Implementation of simple polling of results file - r

For one of my dissertation's data collection modules, I have implemented a simple polling mechanism. This is needed, because I make each data collection request (one of many) as SQL query, submitted via Web form, which is simulated by RCurl code. The server processes each request and generates a text file with results at a specific URL (RESULTS_URL in code below). Regardless of the request, URL and file name are the same (I cannot change that). Since processing time for different data requests, obviously, is different and some requests may take significant amount of time, my R code needs to "know", when the results are ready (file is re-generated), so that it can retrieve them.

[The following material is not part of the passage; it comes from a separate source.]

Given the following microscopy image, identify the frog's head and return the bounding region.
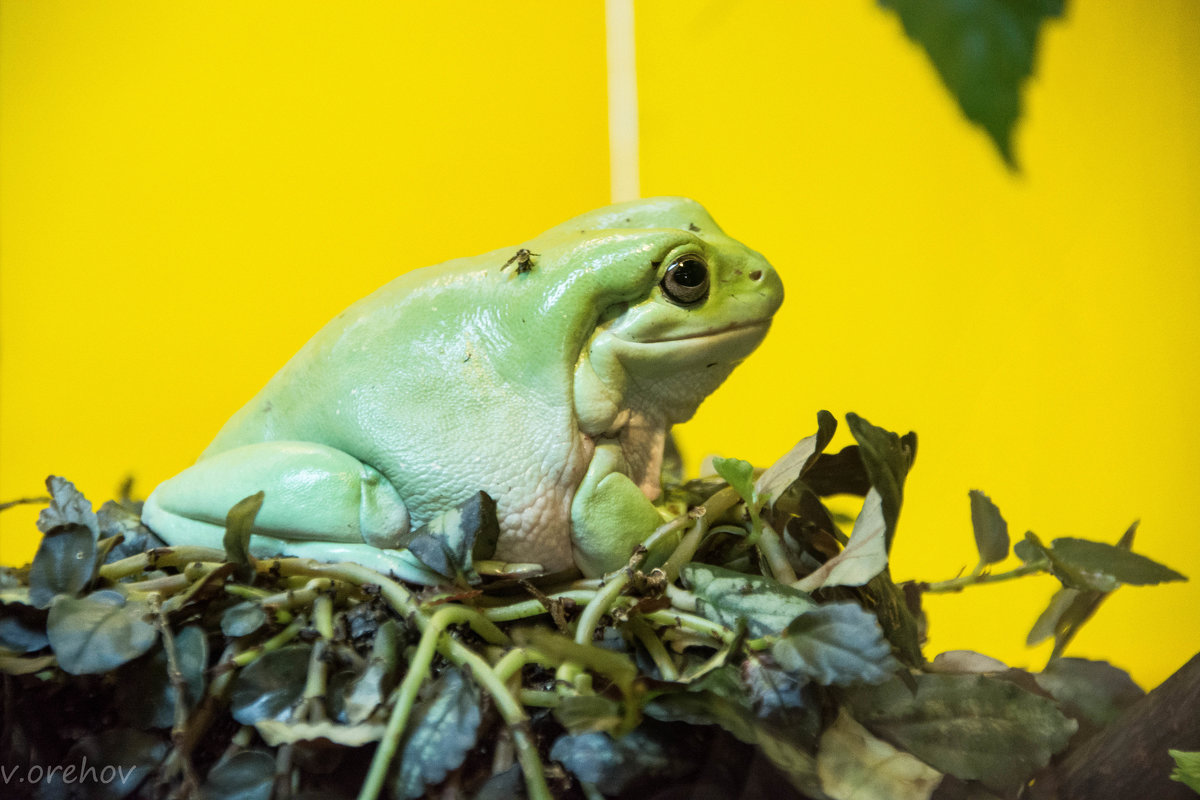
[520,198,784,433]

The following is my solution for this problem.
POLL_TIME <- 5 # polling timeout in seconds
In function srdaRequestData(), before making data request:
# check and save 'last modified' date and time of the results file
# before submitting data request, to compare with the same after one
# for simple polling of results file in srdaGetData() function
beforeDate <- url.exists(RESULTS_URL, .header=TRUE)["Last-Modified"]
beforeDate <<- strptime(beforeDate, "%a, %d %b %Y %X", tz="GMT")
<making data request is here>
In function srdaGetData(), called after srdaRequestData()
# simple polling of the results file
repeat {
if (DEBUG) message("Waiting for results ...", appendLF = FALSE)
afterDate <- url.exists(RESULTS_URL, .header=TRUE)["Last-Modified"]
afterDate <- strptime(afterDate, "%a, %d %b %Y %X", tz="GMT")
delta <- difftime(afterDate, beforeDate, units = "secs")
if (as.numeric(delta) != 0) { # file modified, results are ready
if (DEBUG) message(" Ready!")
break
}
else { # no results yet, wait the timeout and check again
if (DEBUG) message(".", appendLF = FALSE)
Sys.sleep(POLL_TIME)
}
}
<retrieving request's results is here>
The module's main flow/sequence of events is linear, as follows:
Read/update configuration file
Authenticate with the system
Loop through data requests, specified in configuration file (via lapply()),
where for each request perform the following:
{
...
Make request: srdaRequestData()
...
Retrieve results: srdaGetData()
...
}
The issue with the code above is that it doesn't seem to be working as expected: upon making data request, the code should print "Waiting for results ..." and then, periodically checking the results file for being modified (re-generated), print progress dots until the results are ready, when it prints confirmation. However, the actual behavior is that the code waits long time (I intentionally made one request a long-running), not printing anything, but then, apparently retrieves results and prints both "Waiting for results ..." and " Ready" at the same time.
It seems to me that it's some kind of synchronization issue, but I can't figure out what exactly. Or, maybe it's something else and I'm somehow missing it. Your advice and help will be much appreciated!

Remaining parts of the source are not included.